Mannheim: Zwischen Quadraten und Schlössern
Mannheim – das klingt so interessant wie Hinterhofheim oder so ähnlich. Hab ich auch gedacht. Deswegen kannte ich von Mannheim bisher auch nur den Bahnhof auf der Durchreise oder die Lieder der Mannheimer Söhne. Die Uni soll einen guten Ruf genießen, für Betriebswirtschaftler, ja –und? Was hatte mich das zu interessieren? In Mannheim auszusteigen, lohnte sich das? Ich hab`s mal ausprobiert und war ganz überrascht, dass Mannheim auch ein Schloss hat, das sich in der Tat sehen lassen kann und ich sage das, nachdem ich grade in Wien Schloss Schönbrunn besic htigt habe! Weniger bekannt als die Mannheimer Söhne ist nämlich, dass der Mannheimer Hof als kleines Versailles der Kurpfalz durchgehen könnte.
Es ist alles ein bisschen weniger hektisch als in einer Großstadt, das merke ich schon am Bahnhof. Und weniger international, denn unter all den Stimmengewirren, die einem in einer Stadt immer um die Ohren schlagen, stößt mir hier nur der Mannemmer Dialekt entgegen. Ala gut. Ich schlendere einfach mal los, irgendwie grade aus durch die Innenstadt, ich werde schon irgendwo ankommen, der Weg ist mein Ziel. Doch es geht von N2 zu P1 nach A. Was sich jetzt wie Matheunterricht anhört, ist die Einteilung in Quadrate anstelle von Straßennamen. Und weil das wirklich außergewöhnlich in Deutschland ist, wird Mannheim auch die Quadratstadt genannt.
Irgendwie hat mich der Weg dann auch zum Schloss geführt und ich bin wirklich erstaunt, dass ich nicht wusste, was für ein riesiger Palast hier steht – vom Äußeren erinnert es mich an Schloss Schönbrunn und tatsächlich ist das Mannheimer Schloss die zweitgrößte Palastanlage Europas nach Versailles. Wer hätte das in dieser etwas grau anmutenden Stadt vermutet? Das ist mal wieder typisch Baden-Württemberg, hier wird das eigene Licht gerne unter den Scheffel gestellt. Vielleicht liegt Mannheim`s Unbekanntheit aber auch daran, dass die Kurpfälzer nicht so berühmt waren wie der Sonnenkönig von Versailles? Der Ehrenhof des Schlosses zieht mich so in den Bann, dass ich mir ein Eintrittsticket kaufe, das war eigentlich nicht geplant, aber der Überraschungseffekt hat mich überrumpelt. Über 1.000 Räume hatte das Schloss einst, heute befindet sich in einem Trakt die Universität Mannheim. 1720 verlegte Kurfürst Carl Phillip seine Residenz von Heidelberg nach Mannheim und ließ das Barockschloss errichten. Allerdings dauerte die glanzvolle Prachtzeit, in der Kunst, Musik und Wissenschaft gefeiert und gefördert wurden, nur 58 Jahre an. Vielleicht ist auch das ein Grund,weshalb das Schloss nicht wirklich Ruhm und Namen erlangte.

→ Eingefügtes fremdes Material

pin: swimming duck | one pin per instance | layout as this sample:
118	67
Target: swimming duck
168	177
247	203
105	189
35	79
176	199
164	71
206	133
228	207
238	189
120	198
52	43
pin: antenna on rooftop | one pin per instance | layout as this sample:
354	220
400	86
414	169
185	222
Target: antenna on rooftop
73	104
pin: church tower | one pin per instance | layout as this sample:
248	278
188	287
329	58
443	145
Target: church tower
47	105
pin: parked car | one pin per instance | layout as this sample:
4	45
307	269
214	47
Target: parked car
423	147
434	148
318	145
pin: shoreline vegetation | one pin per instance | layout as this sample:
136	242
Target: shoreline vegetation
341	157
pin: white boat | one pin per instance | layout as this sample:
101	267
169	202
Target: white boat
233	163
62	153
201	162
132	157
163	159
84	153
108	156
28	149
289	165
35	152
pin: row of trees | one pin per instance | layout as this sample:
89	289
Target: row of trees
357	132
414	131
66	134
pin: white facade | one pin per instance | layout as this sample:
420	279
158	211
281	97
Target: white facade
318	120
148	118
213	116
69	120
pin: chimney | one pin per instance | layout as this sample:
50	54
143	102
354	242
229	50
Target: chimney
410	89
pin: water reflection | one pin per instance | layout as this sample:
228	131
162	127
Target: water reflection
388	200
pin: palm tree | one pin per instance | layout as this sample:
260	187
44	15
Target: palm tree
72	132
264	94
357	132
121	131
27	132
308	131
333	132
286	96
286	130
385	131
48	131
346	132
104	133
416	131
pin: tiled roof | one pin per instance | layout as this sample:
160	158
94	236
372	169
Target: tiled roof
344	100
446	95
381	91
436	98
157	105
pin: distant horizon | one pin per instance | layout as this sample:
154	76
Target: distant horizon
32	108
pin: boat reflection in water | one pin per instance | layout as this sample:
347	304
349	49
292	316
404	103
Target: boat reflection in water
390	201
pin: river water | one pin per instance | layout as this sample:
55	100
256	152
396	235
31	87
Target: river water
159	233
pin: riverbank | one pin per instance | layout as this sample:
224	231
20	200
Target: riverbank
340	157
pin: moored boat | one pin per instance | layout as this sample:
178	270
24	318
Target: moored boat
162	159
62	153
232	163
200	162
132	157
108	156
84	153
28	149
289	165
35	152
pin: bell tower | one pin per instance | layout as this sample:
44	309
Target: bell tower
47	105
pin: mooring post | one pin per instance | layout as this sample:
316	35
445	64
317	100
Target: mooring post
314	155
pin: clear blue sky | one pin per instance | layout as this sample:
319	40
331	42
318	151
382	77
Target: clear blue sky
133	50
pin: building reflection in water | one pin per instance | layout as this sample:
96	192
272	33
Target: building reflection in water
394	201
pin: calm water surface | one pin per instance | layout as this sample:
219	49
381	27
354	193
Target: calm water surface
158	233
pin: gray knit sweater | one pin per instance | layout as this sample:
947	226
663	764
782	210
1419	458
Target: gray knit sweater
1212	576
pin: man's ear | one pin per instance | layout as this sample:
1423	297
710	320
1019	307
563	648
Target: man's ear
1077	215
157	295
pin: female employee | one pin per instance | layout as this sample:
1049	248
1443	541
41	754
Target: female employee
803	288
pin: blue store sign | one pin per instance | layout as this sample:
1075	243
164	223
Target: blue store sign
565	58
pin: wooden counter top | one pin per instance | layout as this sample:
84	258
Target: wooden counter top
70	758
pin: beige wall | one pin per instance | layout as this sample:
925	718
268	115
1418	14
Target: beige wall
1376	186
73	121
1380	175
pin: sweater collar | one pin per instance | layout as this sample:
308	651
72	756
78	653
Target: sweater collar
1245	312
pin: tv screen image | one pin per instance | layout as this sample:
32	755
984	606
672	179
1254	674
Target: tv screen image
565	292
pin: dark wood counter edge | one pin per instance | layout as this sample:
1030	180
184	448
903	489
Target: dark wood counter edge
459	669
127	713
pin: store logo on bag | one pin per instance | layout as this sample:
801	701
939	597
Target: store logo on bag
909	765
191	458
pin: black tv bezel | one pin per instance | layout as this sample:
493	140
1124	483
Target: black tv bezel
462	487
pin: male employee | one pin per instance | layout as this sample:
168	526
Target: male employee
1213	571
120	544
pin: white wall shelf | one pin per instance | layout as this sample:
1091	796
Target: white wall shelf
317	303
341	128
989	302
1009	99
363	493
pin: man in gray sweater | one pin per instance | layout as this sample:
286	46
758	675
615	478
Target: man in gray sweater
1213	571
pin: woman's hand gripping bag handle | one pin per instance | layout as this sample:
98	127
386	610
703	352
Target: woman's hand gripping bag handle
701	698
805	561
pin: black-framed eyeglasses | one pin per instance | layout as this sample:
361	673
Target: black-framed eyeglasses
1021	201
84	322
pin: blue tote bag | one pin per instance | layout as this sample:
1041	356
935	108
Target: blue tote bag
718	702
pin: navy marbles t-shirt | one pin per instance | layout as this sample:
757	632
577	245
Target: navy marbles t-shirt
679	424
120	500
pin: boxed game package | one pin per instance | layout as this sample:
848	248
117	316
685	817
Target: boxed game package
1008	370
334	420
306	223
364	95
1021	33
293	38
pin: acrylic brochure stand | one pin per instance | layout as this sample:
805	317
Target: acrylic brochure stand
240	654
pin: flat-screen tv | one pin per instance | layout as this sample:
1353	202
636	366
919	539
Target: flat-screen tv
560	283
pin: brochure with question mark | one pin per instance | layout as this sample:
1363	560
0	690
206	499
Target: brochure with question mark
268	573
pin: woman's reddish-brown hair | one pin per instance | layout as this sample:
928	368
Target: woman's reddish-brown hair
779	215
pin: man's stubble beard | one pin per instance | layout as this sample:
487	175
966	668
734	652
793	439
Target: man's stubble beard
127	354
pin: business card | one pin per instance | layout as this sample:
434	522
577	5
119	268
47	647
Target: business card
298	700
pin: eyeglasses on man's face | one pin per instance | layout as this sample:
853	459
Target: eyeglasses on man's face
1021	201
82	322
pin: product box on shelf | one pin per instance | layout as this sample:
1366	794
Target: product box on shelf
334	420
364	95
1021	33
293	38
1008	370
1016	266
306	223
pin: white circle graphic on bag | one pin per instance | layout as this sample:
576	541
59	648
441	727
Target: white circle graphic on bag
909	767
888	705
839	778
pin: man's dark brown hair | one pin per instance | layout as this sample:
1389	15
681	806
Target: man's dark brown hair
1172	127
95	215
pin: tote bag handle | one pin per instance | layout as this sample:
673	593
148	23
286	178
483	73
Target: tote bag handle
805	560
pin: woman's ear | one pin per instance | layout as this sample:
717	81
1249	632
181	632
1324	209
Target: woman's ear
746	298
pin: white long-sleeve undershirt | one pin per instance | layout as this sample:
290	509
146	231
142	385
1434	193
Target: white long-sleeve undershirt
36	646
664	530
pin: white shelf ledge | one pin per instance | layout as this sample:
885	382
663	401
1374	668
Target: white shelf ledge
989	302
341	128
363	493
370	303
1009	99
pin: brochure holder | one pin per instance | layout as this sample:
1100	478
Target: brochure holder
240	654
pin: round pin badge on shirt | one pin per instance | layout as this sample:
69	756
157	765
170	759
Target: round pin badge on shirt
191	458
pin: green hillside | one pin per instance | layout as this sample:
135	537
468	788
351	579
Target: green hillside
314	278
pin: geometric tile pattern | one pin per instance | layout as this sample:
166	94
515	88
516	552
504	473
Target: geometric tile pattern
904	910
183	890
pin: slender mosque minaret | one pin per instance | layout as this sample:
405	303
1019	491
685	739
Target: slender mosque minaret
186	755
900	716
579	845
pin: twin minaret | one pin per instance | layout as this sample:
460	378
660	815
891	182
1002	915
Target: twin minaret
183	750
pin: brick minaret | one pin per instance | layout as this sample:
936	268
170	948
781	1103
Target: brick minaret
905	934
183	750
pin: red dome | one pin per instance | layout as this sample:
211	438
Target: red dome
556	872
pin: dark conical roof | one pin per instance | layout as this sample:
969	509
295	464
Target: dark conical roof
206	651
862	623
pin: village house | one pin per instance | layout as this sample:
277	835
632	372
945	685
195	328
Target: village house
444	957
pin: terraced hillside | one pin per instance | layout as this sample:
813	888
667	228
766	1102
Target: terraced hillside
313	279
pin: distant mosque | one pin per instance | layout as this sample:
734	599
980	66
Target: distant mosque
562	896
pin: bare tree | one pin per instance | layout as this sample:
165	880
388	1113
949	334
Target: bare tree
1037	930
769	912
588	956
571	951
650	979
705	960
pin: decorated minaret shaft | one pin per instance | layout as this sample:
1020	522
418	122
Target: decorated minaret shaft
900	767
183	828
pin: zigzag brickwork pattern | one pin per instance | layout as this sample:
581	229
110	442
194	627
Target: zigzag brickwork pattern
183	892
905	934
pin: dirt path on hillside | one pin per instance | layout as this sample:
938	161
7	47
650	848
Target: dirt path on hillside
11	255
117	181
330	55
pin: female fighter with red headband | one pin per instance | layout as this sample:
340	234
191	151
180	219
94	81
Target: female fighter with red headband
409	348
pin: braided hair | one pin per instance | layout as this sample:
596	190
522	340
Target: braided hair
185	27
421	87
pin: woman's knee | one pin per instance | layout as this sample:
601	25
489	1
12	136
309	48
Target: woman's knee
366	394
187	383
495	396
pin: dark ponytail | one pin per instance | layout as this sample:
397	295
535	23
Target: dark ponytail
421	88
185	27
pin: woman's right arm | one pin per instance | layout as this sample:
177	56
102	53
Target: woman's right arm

Aus der gleichen Zeit stammt auch die Jesuiterkirche, die mir beim Bummel durch Mannheim ebenfalls ins Auge sticht. In unmittelbarer Nähe finde ich auch den guten alten Schiller, in Stein gehauen natürlich, der 1782 am Mannheimer Nationaltheater die Uraufführung seiner Räuber, feierte. All das fand in der gleichen Zeit statt, in der Mannheim wohl eine kleine aber feine kulturelle Blütezeit erlebte.
Nach einer Stunde sitze ich wieder im Zug, von dort aus erhasche ich noch einen kurzen Blick auf den Container-Schiffhafen. Mannheim ist heute in erster Linie Wirtschafts- und Verkehrsknotenpunkt, ein bisschen grau im Winter, ein bisschen klein für Leute aus Frankfurt, aber meine kleine Exkursion hat doch einige interessante Überraschungen gebracht. Ich finde mein Aussteigen hat sich deshalb auch gelohnt.